Матийцев подумал и сказал:

- Разумеется, я знаю только то, что печатается в наших газетах.

- Вот! Именно вот! - подхватил немец. - Что позволяется печатать в наших газетах русских!.. Цензура, - вот! Поэтому не пишут в газетах!.. А зато говорят, - говорить цензура запретить не может.

- Говорят разве?.. Кто же говорит? - удивился Матийцев.

- Как же так это вы? - удивился в свою очередь и немец. - Вы не слыхали, что говорят?

- Ни одного слова нигде, - вполне искренне сказал Матийцев и в то же время обеспокоился этим, между тем как немец глядел на него недоуменно, объясняя ему:

- Я работаю, вы тоже работаете, и нам поэтому, выходит, некогда говорить о какой-то там вообще войне, а кто совсем не работает, а денег у себя имеет много и в третьем классе не ездит, вот те-е... Вы где же именно работаете?

- На руднике... инженером, - не сразу ответил Матийцев.

- Ну, вот, - вот теперь я понимаю! - почему-то просиял немец. - На руднике, - это, значит, там, в земле, а с кем же там могли бы вы говорить насчет войны?.. Но, однако, однако, куда же, - давайте дальше посмотрим с вами, - куда же идет ваша железная руда, интересуюсь я знать?

- У меня не руда - уголь.

- Очень хорошо, уголь! - подхватил немец. - Но он все-таки может идти в такую Тулу, где у нас в России оружейные заводы... А между тем, - вы должны это знать, - ору-жей-ные заводы наши теперь работать должны ин-тен-сив-но, вот!
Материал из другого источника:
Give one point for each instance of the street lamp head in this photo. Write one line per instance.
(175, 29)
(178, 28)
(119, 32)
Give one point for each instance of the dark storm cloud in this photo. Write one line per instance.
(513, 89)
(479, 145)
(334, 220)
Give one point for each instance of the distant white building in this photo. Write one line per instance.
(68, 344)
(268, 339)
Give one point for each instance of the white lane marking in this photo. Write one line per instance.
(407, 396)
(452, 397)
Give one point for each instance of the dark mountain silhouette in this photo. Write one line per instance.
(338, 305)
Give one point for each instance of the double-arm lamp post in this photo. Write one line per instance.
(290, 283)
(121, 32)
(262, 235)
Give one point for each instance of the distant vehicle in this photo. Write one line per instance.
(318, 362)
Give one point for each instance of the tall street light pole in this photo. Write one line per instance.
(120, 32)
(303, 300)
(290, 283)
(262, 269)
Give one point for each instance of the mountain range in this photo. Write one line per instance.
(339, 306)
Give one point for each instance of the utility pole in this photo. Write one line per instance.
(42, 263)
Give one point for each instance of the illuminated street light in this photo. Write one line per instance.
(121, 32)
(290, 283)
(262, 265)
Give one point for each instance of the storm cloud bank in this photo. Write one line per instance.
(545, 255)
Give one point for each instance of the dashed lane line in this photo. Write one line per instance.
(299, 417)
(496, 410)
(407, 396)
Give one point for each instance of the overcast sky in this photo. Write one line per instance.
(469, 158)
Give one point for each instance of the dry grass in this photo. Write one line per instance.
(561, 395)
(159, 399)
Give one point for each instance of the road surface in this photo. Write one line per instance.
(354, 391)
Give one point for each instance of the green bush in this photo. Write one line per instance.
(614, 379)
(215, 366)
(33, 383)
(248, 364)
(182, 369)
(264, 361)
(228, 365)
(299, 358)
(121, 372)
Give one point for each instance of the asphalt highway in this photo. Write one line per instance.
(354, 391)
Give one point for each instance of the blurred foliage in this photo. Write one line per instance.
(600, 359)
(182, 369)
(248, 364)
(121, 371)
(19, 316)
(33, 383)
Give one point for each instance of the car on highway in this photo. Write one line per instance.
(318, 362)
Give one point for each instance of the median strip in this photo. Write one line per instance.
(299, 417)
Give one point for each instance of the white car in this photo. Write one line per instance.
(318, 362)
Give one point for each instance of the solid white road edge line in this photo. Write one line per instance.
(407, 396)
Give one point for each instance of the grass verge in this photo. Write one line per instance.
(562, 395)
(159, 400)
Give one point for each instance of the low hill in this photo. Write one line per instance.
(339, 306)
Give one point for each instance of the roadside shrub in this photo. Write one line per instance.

Ин-тен-сив-но!

- Гм... Может быть... Может быть, так они и работают, - согласился Матийцев. - Но знать этого я не знаю... Полагаю только, что неудачная война с Японией должна же была кое-кого научить.

- Ага! Вот! Именно, вот! - возликовал немец. - Наша Россия должна опыт этот свой там, в Маньчжурии, - как это говорится... (тут он усиленно зашевелил пальцами) применить, - вот!.. При-ме-нить, - вот это самое слово!

- И применяют уж, я думаю, а как же иначе?

- Применяют? Вы знаете?.. А что же вам именно об этом известно?

Немец так впился ожидающими глазами, что Матийцеву стало даже почему-то неловко, когда пришлось ответить:

- К сожалению, положительно ничего неизвестно.

- Ну, как же вы так? - осуждающе покачал головой немец. Интеллигентный человек, инженер, и вот... ничего не знаете?.. А кто же у нас тогда в России знает? Вон тот муж-жик или вон та баб-ба знает?.. А когда Франц-Иозеф Боснию-Герцеговину хапнул (немец сделал тут соответственный хищный жест), тогда еще был жив Столыпин, премьер-министр, и вы, может быть, знаете, что ему говорили другие министры тогда (тут он перешел на шепот): "Откроем войну!" А он им, Столыпин, премьер-министр: "Какие же теперь у нас в России есть солдаты, чтобы воевать? Пьяное муж-жичье, граб-бители, - это разве есть солдаты? Не можем мы теперь воевать, нет!" Вот что сказал тогда Столыпин, премьер-министр!.. А теперь можем, а?.. Сколько же с тех пор прошло времени? Пять каких-нибудь лет? Теперь можем, а?